In that class, Jenkins met Chuck Penick, a graduate student in the theatre arts who had been with the Robert Morris Colonial Theatre for eight years and directed a number of plays. Like Flannigan, Penick told Jenkins he loved "Oak Trees," which prompted her to ask if he might be interested in directing it.

"So we went down to Mullaney's," Jenkins recalls. "They said they were very interested." To produce the play, Jenkins and Penick, along with Pitt theatre arts students, or former students, Christopher Scott, Melanie Stefanic, Robert McLovich, Nancy Mimliss and a collection of other theatre people from the Pittsburgh area, formed Acorn Productions. The name of the production company, of course, is an allusion to the title of the play, which grew out of the efforts of Martin, the main male protagonist, to earn extra money working overtime in the mill he hates so he can buy oak trees for his yard in Hazelwood.

"I thought it was very symbolic," says Jenkins. "He wants to plant his roots in America. Does he plant the trees or doesn't he? He is alienated because he is working in the mill and hates it. It is a big change from the old country where he worked on his farm." While "Oak Trees" involves an Irish immigrant family, Jenkins feels the problems the Kellys faced in the New World apply to many other immigrant groups, which is something she also has been told by people who have seen the play. Jenkins recalls: "One woman said to me, 'You know, Maureen, I am Italian. But I don't care if it's Irish, Italian, Slovak, whatever immigrant class you came from, you can identify with it because it has a universal theme. You wanted to be an American.' "Nora, the main female character, wants to be an American," Jenkins points outs. "That's her dream. But her husband is threatened by it all and eventually decides to return to Ireland." Playwriting instructor George says it is "definitely an honor" that "Oak Trees" was actually performed on stage, but that Jenkins certainly earned it.
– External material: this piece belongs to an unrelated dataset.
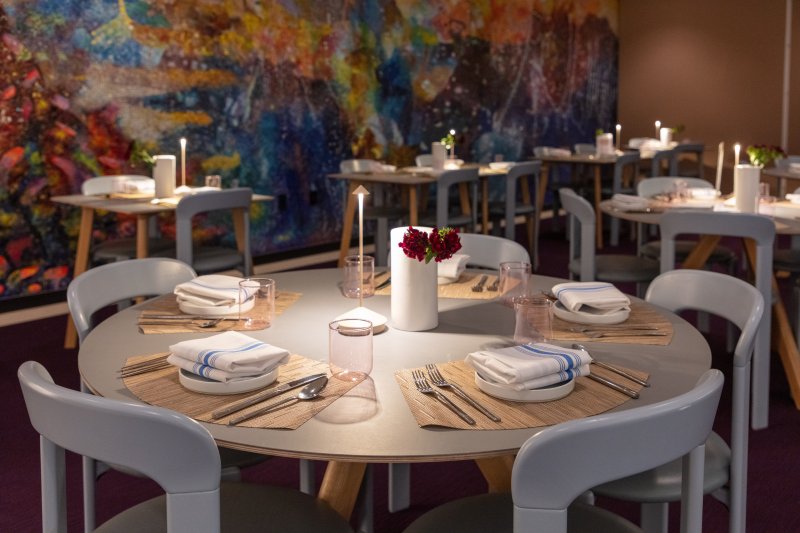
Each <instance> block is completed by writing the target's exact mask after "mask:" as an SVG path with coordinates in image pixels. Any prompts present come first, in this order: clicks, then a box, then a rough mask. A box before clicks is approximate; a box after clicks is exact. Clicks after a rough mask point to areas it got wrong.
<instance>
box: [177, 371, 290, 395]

"She really learned the meaning of revision," George says. "She must have put the play through thousands of pages of revision. But that is what playwrights have to do and she was very excited by the material because it was so important to her." George feels the real magic of the play lies in how it shows the way individual immigrants viewed being in America and what it meant to them. "It resonates for the Irish community and other ethnic groups," she says.

"Oak Trees" was performed on four weekends, April 30-May 21 at Mullaney's Harp and Fiddle.

Now, Jenkins says, "I am hoping it will go somewhere from here. I would like to have it done in a bigger theatre because Mullaney's has a very small stage, although they were great to us and even enlarged the stage." But Jenkins also knows it is difficult to stage original plays. Most people want to see the old standards and former Broadway musicals and are not very interested in anything new.

Still, if the enthusiasm that the audiences at Mullaney's is any indication, "Oak Trees" has a good chance of being performed again in the future. And that's no lark.